Szukaj

/ languages

Choisir langue
 

Teatr

„Sprawa Dantona”, kwestia proporcji

 Agnieszka Kumor

Tekst z  09/12/2009 Ostatnia aktualizacja 12/12/2009 17:29 TU

"Sprawa Dantona" (Teatr Polski z Wrocławia), reż. J. Klata© Bartosz Maz

"Sprawa Dantona" (Teatr Polski z Wrocławia), reż. J. Klata
© Bartosz Maz

Polski reżyser, Jan Klata, powrócił do Maison des Arts w podparyskim miasteczku Créteil, by po Trasferze! zaprezentować tam Sprawę Dantona Stanisławy Przybyszewskiej w wykonaniu zespołu Teatru Polskiego z Wrocławia.

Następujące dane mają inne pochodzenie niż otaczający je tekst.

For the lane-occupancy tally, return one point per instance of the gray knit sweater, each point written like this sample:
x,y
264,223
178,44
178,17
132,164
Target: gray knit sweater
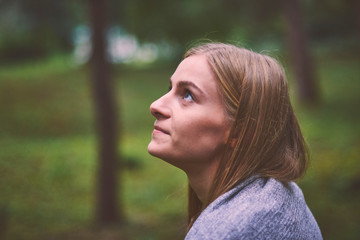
x,y
258,208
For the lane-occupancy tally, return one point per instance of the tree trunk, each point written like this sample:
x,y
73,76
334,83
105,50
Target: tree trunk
x,y
299,53
107,210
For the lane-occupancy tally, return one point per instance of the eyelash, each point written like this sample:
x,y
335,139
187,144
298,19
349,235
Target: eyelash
x,y
187,92
184,93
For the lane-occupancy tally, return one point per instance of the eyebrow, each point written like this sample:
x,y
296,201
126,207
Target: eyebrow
x,y
183,84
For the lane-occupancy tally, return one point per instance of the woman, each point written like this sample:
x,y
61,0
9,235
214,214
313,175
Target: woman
x,y
227,122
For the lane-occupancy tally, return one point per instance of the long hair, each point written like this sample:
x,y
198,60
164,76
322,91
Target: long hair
x,y
265,138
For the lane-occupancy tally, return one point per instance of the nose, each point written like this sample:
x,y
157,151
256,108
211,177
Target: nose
x,y
160,108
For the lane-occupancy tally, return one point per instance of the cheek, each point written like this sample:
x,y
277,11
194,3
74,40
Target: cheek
x,y
204,133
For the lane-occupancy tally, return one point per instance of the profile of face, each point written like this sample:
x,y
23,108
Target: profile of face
x,y
191,126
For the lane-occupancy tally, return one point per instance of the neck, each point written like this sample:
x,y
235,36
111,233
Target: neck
x,y
201,179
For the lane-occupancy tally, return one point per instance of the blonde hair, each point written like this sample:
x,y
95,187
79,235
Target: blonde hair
x,y
265,139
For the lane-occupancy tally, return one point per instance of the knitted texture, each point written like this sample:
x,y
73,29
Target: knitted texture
x,y
258,208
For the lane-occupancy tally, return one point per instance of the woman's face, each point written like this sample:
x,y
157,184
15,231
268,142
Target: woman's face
x,y
191,127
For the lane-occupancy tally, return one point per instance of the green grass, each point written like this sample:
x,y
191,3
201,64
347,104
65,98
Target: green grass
x,y
48,154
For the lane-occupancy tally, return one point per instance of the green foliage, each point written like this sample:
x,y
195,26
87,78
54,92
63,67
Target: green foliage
x,y
48,157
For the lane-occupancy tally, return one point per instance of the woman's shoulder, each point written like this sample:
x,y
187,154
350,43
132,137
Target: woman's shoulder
x,y
258,208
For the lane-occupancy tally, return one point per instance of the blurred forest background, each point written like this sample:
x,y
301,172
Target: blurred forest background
x,y
76,82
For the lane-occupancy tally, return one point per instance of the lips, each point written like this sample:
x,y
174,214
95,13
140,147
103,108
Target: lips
x,y
159,129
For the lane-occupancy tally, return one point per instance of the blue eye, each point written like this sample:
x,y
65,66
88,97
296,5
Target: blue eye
x,y
188,96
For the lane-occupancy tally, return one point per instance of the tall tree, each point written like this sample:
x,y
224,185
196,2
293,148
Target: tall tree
x,y
108,210
299,52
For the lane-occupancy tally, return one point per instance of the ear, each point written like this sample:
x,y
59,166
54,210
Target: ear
x,y
233,142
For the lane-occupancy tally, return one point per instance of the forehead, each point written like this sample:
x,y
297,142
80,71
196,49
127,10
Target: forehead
x,y
197,70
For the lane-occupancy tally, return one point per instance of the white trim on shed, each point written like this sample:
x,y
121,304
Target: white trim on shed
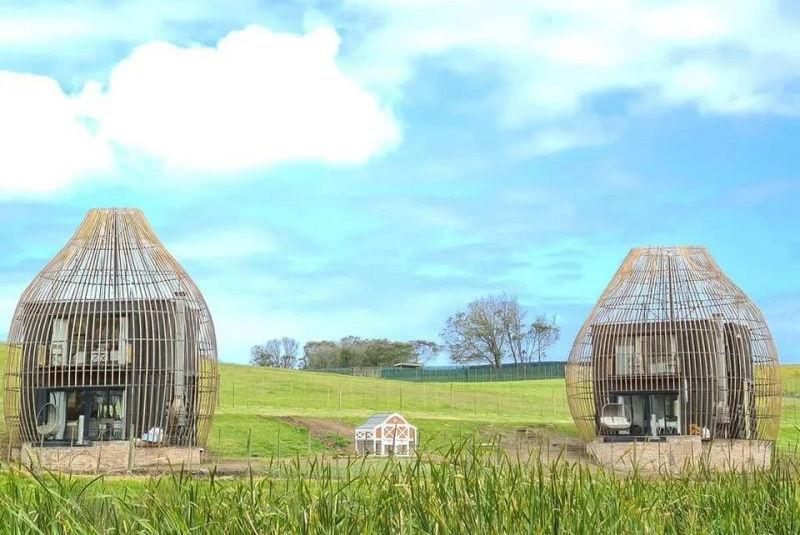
x,y
386,433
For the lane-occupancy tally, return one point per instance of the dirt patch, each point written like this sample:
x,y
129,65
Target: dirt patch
x,y
539,440
334,434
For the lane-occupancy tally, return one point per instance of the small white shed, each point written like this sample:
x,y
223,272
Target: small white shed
x,y
386,433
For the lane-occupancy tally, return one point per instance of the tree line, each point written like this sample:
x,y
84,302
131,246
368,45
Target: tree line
x,y
491,330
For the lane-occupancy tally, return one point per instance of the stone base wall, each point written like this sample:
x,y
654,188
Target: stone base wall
x,y
678,454
108,457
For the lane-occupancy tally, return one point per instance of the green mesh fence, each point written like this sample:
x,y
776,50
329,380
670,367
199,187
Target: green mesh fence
x,y
456,374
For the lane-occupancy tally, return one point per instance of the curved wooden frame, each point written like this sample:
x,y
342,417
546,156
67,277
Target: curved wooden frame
x,y
672,327
114,315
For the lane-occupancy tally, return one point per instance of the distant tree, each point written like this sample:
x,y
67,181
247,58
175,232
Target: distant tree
x,y
425,350
494,330
275,353
352,351
317,355
544,333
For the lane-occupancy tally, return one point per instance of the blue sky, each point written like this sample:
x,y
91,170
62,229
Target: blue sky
x,y
354,167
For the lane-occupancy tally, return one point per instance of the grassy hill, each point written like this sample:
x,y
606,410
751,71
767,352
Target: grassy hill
x,y
277,407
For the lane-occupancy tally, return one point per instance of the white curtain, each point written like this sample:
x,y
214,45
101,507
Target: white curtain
x,y
122,355
59,399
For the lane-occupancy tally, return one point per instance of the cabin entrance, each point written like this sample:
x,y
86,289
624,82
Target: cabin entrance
x,y
80,415
649,413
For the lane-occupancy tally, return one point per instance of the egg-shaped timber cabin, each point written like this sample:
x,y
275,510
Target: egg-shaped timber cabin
x,y
112,341
674,348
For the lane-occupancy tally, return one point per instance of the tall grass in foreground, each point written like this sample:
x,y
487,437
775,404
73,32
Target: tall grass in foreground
x,y
465,492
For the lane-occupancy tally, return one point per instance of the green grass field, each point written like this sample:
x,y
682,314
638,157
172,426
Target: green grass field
x,y
253,400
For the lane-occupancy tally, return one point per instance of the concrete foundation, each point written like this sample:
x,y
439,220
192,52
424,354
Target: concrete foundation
x,y
109,457
682,453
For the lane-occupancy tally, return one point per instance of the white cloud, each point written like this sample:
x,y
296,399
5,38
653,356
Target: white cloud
x,y
43,142
257,98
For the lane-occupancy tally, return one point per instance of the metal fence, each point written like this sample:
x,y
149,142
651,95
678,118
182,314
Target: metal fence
x,y
459,374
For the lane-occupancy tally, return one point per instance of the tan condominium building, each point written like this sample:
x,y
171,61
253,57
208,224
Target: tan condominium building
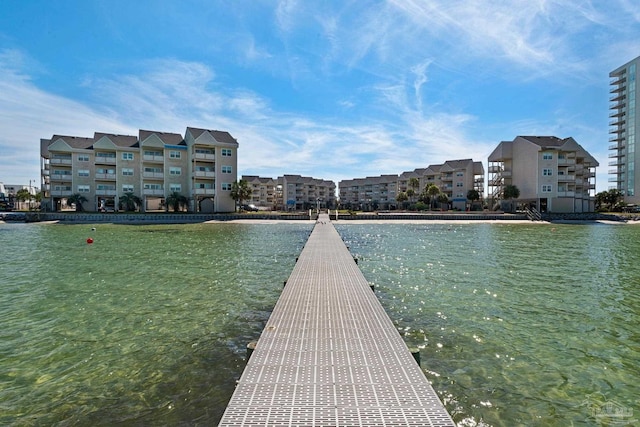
x,y
265,192
454,178
551,174
370,193
201,166
291,192
302,193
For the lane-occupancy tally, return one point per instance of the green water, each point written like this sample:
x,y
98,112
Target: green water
x,y
530,325
518,324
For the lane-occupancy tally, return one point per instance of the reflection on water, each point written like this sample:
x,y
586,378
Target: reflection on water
x,y
519,325
146,326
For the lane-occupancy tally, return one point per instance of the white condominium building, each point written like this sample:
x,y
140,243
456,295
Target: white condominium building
x,y
624,119
291,192
201,166
552,174
454,178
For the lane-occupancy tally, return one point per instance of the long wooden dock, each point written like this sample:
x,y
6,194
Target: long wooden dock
x,y
329,354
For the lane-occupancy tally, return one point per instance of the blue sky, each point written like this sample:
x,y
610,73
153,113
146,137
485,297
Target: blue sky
x,y
329,89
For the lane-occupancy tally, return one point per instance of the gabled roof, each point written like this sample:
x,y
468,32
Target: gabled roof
x,y
166,137
545,141
218,135
124,141
73,141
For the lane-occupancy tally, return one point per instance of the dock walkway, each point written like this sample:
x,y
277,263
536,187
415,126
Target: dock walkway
x,y
329,354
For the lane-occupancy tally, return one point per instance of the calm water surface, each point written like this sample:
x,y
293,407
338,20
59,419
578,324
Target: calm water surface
x,y
518,324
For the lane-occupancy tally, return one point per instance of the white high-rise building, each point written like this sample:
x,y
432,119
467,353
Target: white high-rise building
x,y
623,121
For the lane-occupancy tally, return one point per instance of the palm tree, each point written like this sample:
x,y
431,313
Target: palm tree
x,y
414,184
23,195
176,201
473,195
240,191
511,192
77,199
443,199
129,201
433,191
402,197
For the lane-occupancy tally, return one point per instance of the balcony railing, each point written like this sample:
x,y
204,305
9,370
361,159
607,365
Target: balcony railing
x,y
105,160
156,175
566,193
60,161
204,156
106,176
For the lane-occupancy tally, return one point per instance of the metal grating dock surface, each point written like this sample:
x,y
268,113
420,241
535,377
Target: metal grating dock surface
x,y
329,354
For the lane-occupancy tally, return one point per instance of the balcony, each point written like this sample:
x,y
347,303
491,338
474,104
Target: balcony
x,y
61,161
566,193
617,82
617,97
204,156
155,159
106,176
100,160
153,175
567,161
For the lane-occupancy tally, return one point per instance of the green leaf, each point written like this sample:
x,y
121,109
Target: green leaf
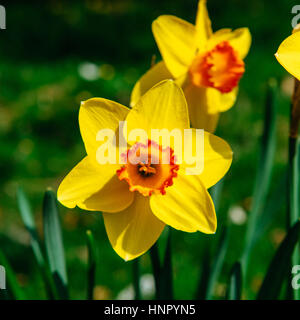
x,y
234,290
205,272
54,244
28,220
91,264
279,267
215,192
136,278
264,171
155,262
167,270
217,264
11,281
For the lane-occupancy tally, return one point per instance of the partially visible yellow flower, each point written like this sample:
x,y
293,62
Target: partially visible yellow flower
x,y
138,198
288,54
207,65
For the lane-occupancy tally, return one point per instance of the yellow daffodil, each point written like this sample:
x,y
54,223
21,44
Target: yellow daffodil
x,y
207,65
288,54
139,198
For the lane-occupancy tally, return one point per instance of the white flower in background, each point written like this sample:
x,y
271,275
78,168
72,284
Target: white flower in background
x,y
89,71
237,215
146,285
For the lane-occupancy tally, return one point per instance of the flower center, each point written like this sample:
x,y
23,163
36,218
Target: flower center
x,y
148,169
221,68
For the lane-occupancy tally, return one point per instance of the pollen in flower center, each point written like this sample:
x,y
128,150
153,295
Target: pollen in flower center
x,y
149,168
146,169
220,68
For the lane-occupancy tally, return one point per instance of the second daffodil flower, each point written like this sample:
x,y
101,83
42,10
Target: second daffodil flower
x,y
139,198
207,65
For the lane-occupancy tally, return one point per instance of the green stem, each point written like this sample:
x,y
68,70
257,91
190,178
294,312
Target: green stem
x,y
136,279
154,256
167,271
91,274
293,205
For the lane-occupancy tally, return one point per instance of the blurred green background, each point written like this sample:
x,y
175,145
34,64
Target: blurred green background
x,y
55,54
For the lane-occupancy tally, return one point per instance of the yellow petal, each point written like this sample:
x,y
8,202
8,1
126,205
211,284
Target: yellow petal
x,y
186,206
176,41
218,101
96,114
239,39
217,158
153,76
162,107
133,231
203,25
113,197
198,109
83,181
288,54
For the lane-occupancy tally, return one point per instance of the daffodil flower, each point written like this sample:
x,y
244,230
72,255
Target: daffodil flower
x,y
288,54
139,198
207,65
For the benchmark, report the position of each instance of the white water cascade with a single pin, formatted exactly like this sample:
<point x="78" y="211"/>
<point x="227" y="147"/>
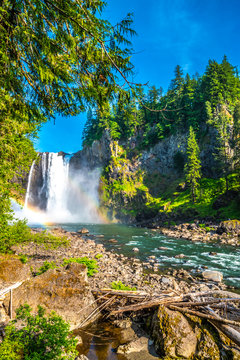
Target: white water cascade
<point x="56" y="194"/>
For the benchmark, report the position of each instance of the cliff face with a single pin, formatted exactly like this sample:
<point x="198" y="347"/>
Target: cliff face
<point x="96" y="155"/>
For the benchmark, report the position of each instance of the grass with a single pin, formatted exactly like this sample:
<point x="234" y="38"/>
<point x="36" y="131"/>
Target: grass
<point x="91" y="264"/>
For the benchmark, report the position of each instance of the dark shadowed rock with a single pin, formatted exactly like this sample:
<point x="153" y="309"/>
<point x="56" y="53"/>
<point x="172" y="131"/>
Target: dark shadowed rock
<point x="65" y="291"/>
<point x="229" y="226"/>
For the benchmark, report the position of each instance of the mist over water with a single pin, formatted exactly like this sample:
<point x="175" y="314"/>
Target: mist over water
<point x="57" y="194"/>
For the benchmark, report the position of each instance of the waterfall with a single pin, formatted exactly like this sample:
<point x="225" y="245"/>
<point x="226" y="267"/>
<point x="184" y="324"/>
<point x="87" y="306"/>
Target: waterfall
<point x="59" y="195"/>
<point x="29" y="185"/>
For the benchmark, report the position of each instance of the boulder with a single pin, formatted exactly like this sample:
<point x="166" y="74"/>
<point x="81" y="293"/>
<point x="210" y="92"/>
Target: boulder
<point x="65" y="291"/>
<point x="173" y="335"/>
<point x="216" y="276"/>
<point x="137" y="345"/>
<point x="83" y="231"/>
<point x="13" y="270"/>
<point x="229" y="226"/>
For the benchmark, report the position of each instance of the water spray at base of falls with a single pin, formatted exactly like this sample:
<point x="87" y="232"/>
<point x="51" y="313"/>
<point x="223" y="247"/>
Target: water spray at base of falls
<point x="56" y="193"/>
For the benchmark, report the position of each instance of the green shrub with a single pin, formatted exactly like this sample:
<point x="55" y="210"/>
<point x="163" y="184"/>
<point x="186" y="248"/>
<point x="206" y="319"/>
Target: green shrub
<point x="118" y="285"/>
<point x="23" y="258"/>
<point x="37" y="337"/>
<point x="46" y="266"/>
<point x="91" y="264"/>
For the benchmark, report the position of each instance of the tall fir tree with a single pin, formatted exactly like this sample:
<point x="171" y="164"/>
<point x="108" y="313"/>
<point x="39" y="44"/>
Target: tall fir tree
<point x="236" y="137"/>
<point x="193" y="165"/>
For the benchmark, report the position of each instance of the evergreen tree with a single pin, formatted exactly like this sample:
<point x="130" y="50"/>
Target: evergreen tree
<point x="193" y="165"/>
<point x="236" y="137"/>
<point x="222" y="120"/>
<point x="55" y="57"/>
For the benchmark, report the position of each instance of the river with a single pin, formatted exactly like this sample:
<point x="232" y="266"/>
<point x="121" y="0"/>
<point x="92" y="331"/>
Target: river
<point x="226" y="260"/>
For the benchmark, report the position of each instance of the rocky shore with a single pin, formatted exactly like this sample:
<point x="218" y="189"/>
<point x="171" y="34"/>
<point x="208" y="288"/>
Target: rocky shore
<point x="227" y="232"/>
<point x="68" y="291"/>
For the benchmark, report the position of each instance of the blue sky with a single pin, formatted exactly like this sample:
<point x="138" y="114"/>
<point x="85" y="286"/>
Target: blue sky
<point x="170" y="32"/>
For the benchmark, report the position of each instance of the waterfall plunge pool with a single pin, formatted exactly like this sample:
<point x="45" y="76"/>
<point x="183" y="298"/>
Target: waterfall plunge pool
<point x="227" y="259"/>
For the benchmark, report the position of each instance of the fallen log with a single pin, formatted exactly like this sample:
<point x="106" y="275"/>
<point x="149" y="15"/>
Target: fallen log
<point x="146" y="305"/>
<point x="227" y="330"/>
<point x="204" y="303"/>
<point x="202" y="315"/>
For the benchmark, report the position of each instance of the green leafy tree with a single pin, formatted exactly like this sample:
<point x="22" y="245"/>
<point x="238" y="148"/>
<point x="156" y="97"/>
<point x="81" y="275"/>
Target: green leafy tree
<point x="37" y="337"/>
<point x="236" y="137"/>
<point x="222" y="121"/>
<point x="193" y="165"/>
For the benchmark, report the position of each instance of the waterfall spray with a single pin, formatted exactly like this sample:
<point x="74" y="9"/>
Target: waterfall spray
<point x="61" y="195"/>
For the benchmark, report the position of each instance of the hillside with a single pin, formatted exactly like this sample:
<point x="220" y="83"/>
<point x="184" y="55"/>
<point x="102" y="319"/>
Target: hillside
<point x="143" y="145"/>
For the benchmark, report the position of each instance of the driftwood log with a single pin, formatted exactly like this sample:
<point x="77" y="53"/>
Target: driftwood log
<point x="116" y="302"/>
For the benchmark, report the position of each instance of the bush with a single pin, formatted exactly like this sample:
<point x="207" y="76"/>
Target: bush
<point x="45" y="267"/>
<point x="90" y="264"/>
<point x="37" y="337"/>
<point x="118" y="285"/>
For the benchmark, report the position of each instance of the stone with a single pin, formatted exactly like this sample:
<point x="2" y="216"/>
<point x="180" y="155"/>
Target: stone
<point x="82" y="357"/>
<point x="83" y="231"/>
<point x="140" y="344"/>
<point x="180" y="256"/>
<point x="229" y="226"/>
<point x="65" y="291"/>
<point x="173" y="336"/>
<point x="126" y="335"/>
<point x="216" y="276"/>
<point x="13" y="270"/>
<point x="212" y="253"/>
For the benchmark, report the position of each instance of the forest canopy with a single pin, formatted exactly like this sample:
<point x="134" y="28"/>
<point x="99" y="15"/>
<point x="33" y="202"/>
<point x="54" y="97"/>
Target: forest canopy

Niestety, w porównaniu z poprzednim sukcesem, spektakl brodzi w oceanie pomysłów nie wytrzymujących na dłuższą metę próby sceny i publiczności, nudzącej się jak mopsy. A szkoda! W życiorysie Klaty zaczęło się bowiem przejście od reportażu interwencyjnego do twórczej dojrzałości. Ale dopiero zaczęło...

Scena zabudowana budami z dykty, papieru i odpadów wielkiego miasta – brazylijska favela, ale bez jej chęci życia, raczej śmietnik historii. Kiedy światło gaśnie przestrzeń sceny rozjaśniają paski z taśmy odblaskowej, wyznaczające kontury bud. Nie ma już skleconych z biedy i odrzucenia domostw, jest widmo obojętnej na jednostkę aglomeracji miejskiej. W tę współczesną i, chciałoby się rzec językiem Brechta, „dialektyczną” przestrzeń Jan Klata wprowadza aktorów ubranych w kostiumy rewolucyjnej Francji, przy czym w kwestii ubioru panuje dokładny podział ról: kolor, wymyślne wzornictwo, przepych i fantazja panują w stronnictwie Dantona, moralny rygor, czerń i poza w obozie Robespierre’a.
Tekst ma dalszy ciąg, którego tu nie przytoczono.